-Salut ma biche !, s'exclama Boris depuis sa propre chaise. Encore en retard ?
-Bonjour Monsieur.
-Qu'est-ce qui te prend de m'appeler comme ça ?
-Je prends mes distances, dit-elle simplement.
-Déconne pas, qu'est-ce que t'as fait cette fois-ci ?
-Ah mais rien du tout !
-Bon, installe-toi et reprenons cette réunion.

-Au programme : la mariée fantôme. On a pas mal de choses, mais ça ne nous mène à rien.
-Je te le fais pas dire, souligna Kiyoshi.
-Pour la tombe, fit Ulrike, j'ai fait des recherches et ce modèle n'existe plus depuis la fin des années 80. Il semblerait que quelqu'un l'ai donné à la défunte. Ou bien qu'on lui ai mise de côté dés sa naissance.
-Bien, ça devient de plus en plus bizarre, tout ça.

-J'ai reçu un appel, tout à l'heure, dit Kiyoshi.
-Oui eh bien, pressa Boris. J'ai louppé quelque chose d'intéressant ?
-Disons juste qu'une dame téléphone, en larme, et gueule dans le combiné qu'elle vient de retrouver son chien...
-Qu'est-ce tu veux que ça me foute !
-...mort.

-Ah, murmura-t-il. Tu étais, là Ulrike ?
-Non, Monsieur.
-Bon, qu'est-ce qu'elle a dit, alors ?, demanda Boris en revenant à Kiyoshi.
-Le chien est plus que mort, poursuivit-elle. Eventré, dépecé, vidé... tout ce que tu veux, quoi.
-Bordel mais c'est dégueu !
-La femme gueulait tellement dans les trous du téléphone que j'ai dû m'éloigner du combiné ! J'suis déjà pas mal nulle en anglais... Là je pigeais presque plus rien !

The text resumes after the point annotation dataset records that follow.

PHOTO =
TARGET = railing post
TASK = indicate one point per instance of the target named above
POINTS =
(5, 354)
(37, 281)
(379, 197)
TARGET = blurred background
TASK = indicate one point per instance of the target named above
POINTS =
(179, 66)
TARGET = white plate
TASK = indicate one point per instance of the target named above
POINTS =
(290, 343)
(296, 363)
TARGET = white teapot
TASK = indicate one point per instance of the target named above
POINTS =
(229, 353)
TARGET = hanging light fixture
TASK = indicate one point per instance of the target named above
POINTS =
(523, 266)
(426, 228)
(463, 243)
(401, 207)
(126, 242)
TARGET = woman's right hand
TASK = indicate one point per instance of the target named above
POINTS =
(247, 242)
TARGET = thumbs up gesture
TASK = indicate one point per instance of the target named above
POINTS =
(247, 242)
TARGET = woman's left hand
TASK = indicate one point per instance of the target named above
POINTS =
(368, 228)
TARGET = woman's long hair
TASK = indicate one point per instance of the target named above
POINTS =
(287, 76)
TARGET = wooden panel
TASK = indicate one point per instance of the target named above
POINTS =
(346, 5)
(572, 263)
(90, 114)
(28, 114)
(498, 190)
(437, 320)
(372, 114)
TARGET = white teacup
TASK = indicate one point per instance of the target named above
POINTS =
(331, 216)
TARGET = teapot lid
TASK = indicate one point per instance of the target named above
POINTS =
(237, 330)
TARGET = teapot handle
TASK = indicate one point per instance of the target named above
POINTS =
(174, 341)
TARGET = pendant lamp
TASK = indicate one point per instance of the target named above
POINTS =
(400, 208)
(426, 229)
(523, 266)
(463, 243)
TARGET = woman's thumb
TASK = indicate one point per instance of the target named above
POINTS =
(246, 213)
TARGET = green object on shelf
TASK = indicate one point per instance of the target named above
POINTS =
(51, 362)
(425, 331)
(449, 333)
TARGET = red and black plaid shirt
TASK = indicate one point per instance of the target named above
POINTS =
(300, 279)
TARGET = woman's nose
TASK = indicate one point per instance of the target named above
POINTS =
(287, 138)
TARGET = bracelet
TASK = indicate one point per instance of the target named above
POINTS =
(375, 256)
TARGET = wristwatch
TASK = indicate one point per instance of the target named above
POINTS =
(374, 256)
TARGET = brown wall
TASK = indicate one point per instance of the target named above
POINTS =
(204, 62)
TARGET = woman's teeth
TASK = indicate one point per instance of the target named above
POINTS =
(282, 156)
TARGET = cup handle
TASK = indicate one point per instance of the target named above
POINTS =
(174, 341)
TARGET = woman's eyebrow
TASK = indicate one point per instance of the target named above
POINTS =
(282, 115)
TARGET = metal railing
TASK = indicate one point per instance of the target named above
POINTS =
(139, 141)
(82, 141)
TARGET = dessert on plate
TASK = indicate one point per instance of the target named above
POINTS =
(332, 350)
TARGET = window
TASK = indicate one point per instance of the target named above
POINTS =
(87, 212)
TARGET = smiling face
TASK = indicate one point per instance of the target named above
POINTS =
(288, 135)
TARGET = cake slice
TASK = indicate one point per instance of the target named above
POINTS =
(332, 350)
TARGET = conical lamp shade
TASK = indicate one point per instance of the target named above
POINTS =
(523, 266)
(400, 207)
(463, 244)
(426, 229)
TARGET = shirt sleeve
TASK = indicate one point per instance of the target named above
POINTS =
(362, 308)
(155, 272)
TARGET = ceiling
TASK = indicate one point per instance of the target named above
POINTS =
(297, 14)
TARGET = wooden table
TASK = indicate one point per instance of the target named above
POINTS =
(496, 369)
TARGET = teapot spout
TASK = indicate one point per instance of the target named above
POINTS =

-Et quel rapport avec la mariée ?, demanda Swan.
-Oui, j'vois pas trop non plus, pour l'instant, approuva Ulrike.
-Des témoins, répondit la jeune japonnaise. J'ai recuilli le témoignage d'un ado qui sortait justement en douce au moment des faits.
-Premier suspect !, s'exclama Boris. Tu l'as pas laissé filer ?!
-Premièrement, je l'ai eu au téléphone, lui aussi. Comment tu veux que je le laisse pas filer ? "Attendez, bougez pas, j'arrive avec des flics et on va vous embarquer ! Vous moovez pas, hein, je vous fait confiance ?", simula-t-elle. Nan mais n'importe quoi, toi !
-Je pouvez pas savoir.
-Deuxièmement, le type était carrément bouleversé. Il s'est évanouie, le pauvre, en voyant le cadavre déchiqueté du toutou. Y a des raisons, une vraie boucherie ! J'ai reçu des photos du flic qui était sur place.
-Et alors, quel rapport avec la mariée, merde !
-Attend, j'y viens ! Le pauvre p'tit jeune allait rejoindre des potes, et au coin de la rue, il a vu une ombre blanche, très longue, qui court très vite. Il assure ne pas avoir bu ou fumé. Deux secondes après, il essaie de la suivre, tout en gardant ses distances, mais il tombe nez à nez avec le chien ouvert sur un paillasson. Et c'est pas tout. Le sang sur la tombe, c'est celui de l'animal. Va savoir pourquoi ce clebs.

-Pour l'instant c'est un chien. J'espère qu'elle ne va pas monter en folie et s'en prendre à des humains.